Human Rights Watch publie un rapport exposant les nombreuses lacunes du droit de la famille au Bangladesh. Rendant le divorce extrêmement difficile, des lois discriminatoires ont pour résultat de plonger les femmes divorcées dans la pauvreté.
Dans le rapport “Will I Get My Dues…Before I Die?” Harm to Women from Bangladesh’s Discriminatory Laws on Marriage, Separation, and Divorce publié aujourd’hui par Human Rights Watch (HRW), l’ONG affirme que les lois bangladaises régissant le mariage, la séparation et le divorce aggravent la pauvreté chez les femmes du pays. Rédigé par Aruna Kashyap, chercheuse pour l’Asie sur les droits des femmes, le rapport pointe le caractère discriminatoire envers les femmes du droit de la famille bangladais, ainsi que la très large non-application des quelques mesures de protection déjà existante.
Au Bangladesh, il n’existe pas d’égalité de droits sur les biens matrimoniaux en cas de séparation ou de divorce. Les femmes divorcées ou rejetées par leur mari se retrouvent sans ressources, bien souvent condamnées à la rue avec leurs enfants. Elles sont alors à la merci de la faim ou de problèmes de santé. Le Bangladesh a pourtant adopté en 2010 une loi contre les violences domestiques, accordant aux femmes le droit de rester dans la maison conjugales en cas de condamnation de leur mari. Mais obtenir une pension alimentaire devant les tribunaux aux affaires familiales relève d’une « course d’obstacles » selon HRW. Les preuves sont difficiles à fournir, de nombreux délais interviennent à chaque étape, et il arrive que les décisions ne soient pas exécutées.
Les programmes d’aide sociale prévus pour les femmes « abandonnées par leur mari », ou dont le mari n’a pas les moyens de fournir une pension alimentaire, ne sont pas davantage appliqués. Aucune des nombreuses femmes potentiellement bénéficiaires de ces programmes rencontrées par HRW n’y a eu accès, affirme l’ONG. La crainte de la pauvreté interdit de quitter un mari et/ou une belle-famille abusifs à beaucoup de Bangladaises.

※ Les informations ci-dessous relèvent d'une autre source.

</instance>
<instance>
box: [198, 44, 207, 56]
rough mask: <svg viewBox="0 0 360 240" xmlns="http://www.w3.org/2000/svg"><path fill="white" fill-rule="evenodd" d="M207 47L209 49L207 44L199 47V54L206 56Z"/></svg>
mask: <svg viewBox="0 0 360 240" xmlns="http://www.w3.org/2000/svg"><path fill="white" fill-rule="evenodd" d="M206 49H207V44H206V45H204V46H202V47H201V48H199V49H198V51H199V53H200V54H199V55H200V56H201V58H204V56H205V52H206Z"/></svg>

Par ailleurs, les législations discriminatoires sur le divorce, fondées sur la religion (musulmane, hindoue ou chrétienne), n’ont pas été révisées depuis des décennies au Bangladesh. Dans tous les cas, le divorce est bien plus difficile pour les femmes que pour les hommes. Dans le cas de la communauté hindoue, il n’est même pas reconnu légalement. Par ailleurs, droits hindou et musulman du Bangladesh admettent la polygamie. Les quelques garde-fous juridiques encadrant les procédures de divorce ou la polygamie ne sont dans la plupart des cas pas appliqués.
Selon Aruna Kashyap, « Le Bangladesh (…) ferme les yeux sur la façon dont ses lois sur le statut des personnes précipitent de nombreuses femmes dans la pauvreté ». Le pays « devrait immédiatement réformer son code du statut personnel, améliorer ses tribunaux des affaires familiales, et fournir une aide d’État aux femmes pauvres ».